第一個多頭注意力（包括前瞻遮擋和填充遮擋）；
第二個多頭注意力（包括填充遮擋）；
點式前饋網絡。

其中，第一個多頭注意力其實是目標語句的自注意力，它的 V，K 和 Q 都是來源於目標語句；而第二個多頭注意力的 V 和 K 接收編碼器輸出（即輸入語句的自注意力）作爲輸入。Q 接收第一個多頭注意力的輸出作爲輸入。

每個子層在其周圍有一個殘差連接，然後進行層歸一化。

當 Q 接收到解碼器的第一個自注意力塊的輸出，並且 K 接收到編碼器的輸出時，注意力權重表示根據編碼器的輸出賦予解碼器輸入不同的重要性。換一種說法，解碼器通過查看編碼器輸出和對其自身輸出的自注意力來預測下一個詞。

class DecoderLayer(tf.keras.layers.Layer):
    def __init__(self, d_model, num_heads, dff, rate=0.1):
        super(DecoderLayer, self).__init__()

        self.mha1 = MultiHeadAttention(d_model, num_heads)
        self.mha2 = MultiHeadAttention(d_model, num_heads)

        self.ffn = point_wise_feed_forward_network(d_model, dff)

        self.layernorm1 = tf.keras.layers.LayerNormalization(epsilon=1e-6)
        self.layernorm2 = tf.keras.layers.LayerNormalization(epsilon=1e-6)
        self.layernorm3 = tf.keras.layers.LayerNormalization(epsilon=1e-6)

        self.dropout1 = tf.keras.layers.Dropout(rate)
        self.dropout2 = tf.keras.layers.Dropout(rate)
        self.dropout3 = tf.keras.layers.Dropout(rate)

    
    def call(self, x, enc_output, training, 
             look_ahead_mask, padding_mask):
        # enc_output.shape == (batch_size, input_seq_len, d_model)

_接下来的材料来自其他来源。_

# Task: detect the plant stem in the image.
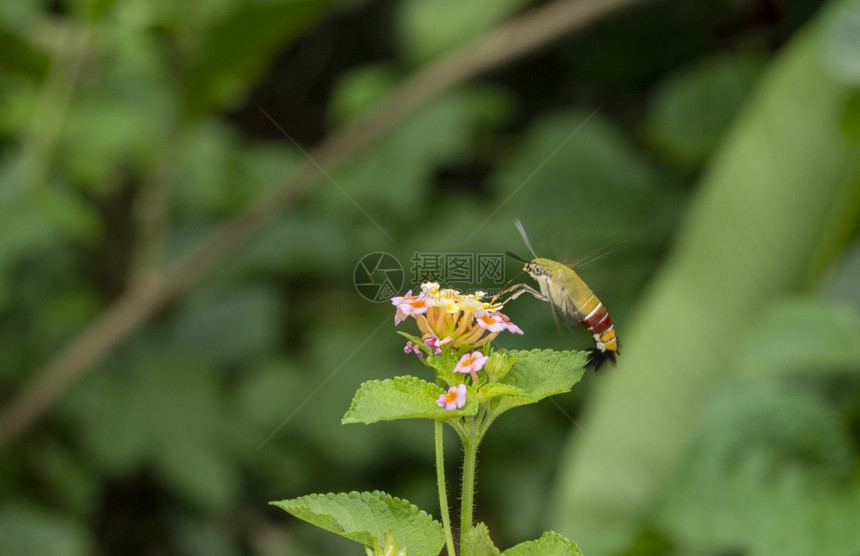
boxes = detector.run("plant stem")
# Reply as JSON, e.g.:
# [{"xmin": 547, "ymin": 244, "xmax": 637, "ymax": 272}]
[
  {"xmin": 435, "ymin": 421, "xmax": 457, "ymax": 556},
  {"xmin": 460, "ymin": 436, "xmax": 480, "ymax": 550}
]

        attn1, attn_weights_block1 = self.mha1(x, x, x, look_ahead_mask)  # (batch_size, target_seq_len, d_model)
        attn1 = self.dropout1(attn1, training=training)
        out1 = self.layernorm1(attn1 + x)

        attn2, attn_weights_block2 = self.mha2(
            enc_output, enc_output, out1, padding_mask)  # (batch_size, target_seq_len, d_model)
        attn2 = self.dropout2(attn2, training=training)
        out2 = self.layernorm2(attn2 + out1)  # (batch_size, target_seq_len, d_model)

        ffn_output = self.ffn(out2)  # (batch_size, target_seq_len, d_model)
        ffn_output = self.dropout3(ffn_output, training=training)
        out3 = self.layernorm3(ffn_output + out2)  # (batch_size, target_seq_len, d_model)

        return out3, attn_weights_block1, attn_weights_block2

對編碼器層和解碼器層中的維度變化進行分析：

9.3 編碼器

編碼器包括：

輸入嵌入；
位置編碼；
N 個編碼器層。

將輸入經過詞嵌入層後，再把該嵌入與位置編碼相加。該加法操作的輸出是編碼器層的輸入。編碼器的輸出是解碼器的輸入。

class Encoder(tf.keras.layers.Layer):
    def __init__(self, num_layers, d_model, num_heads, dff, input_vocab_size,
                 maximum_position_encoding, rate=0.1):
        super(Encoder, self).__init__()

        self.d_model = d_model
        self.num_layers = num_layers

        self.embedding = tf.keras.layers.Embedding(input_vocab_size, d_model)
        self.pos_encoding = positional_encoding(maximum_position_encoding, 
                                                self.d_model)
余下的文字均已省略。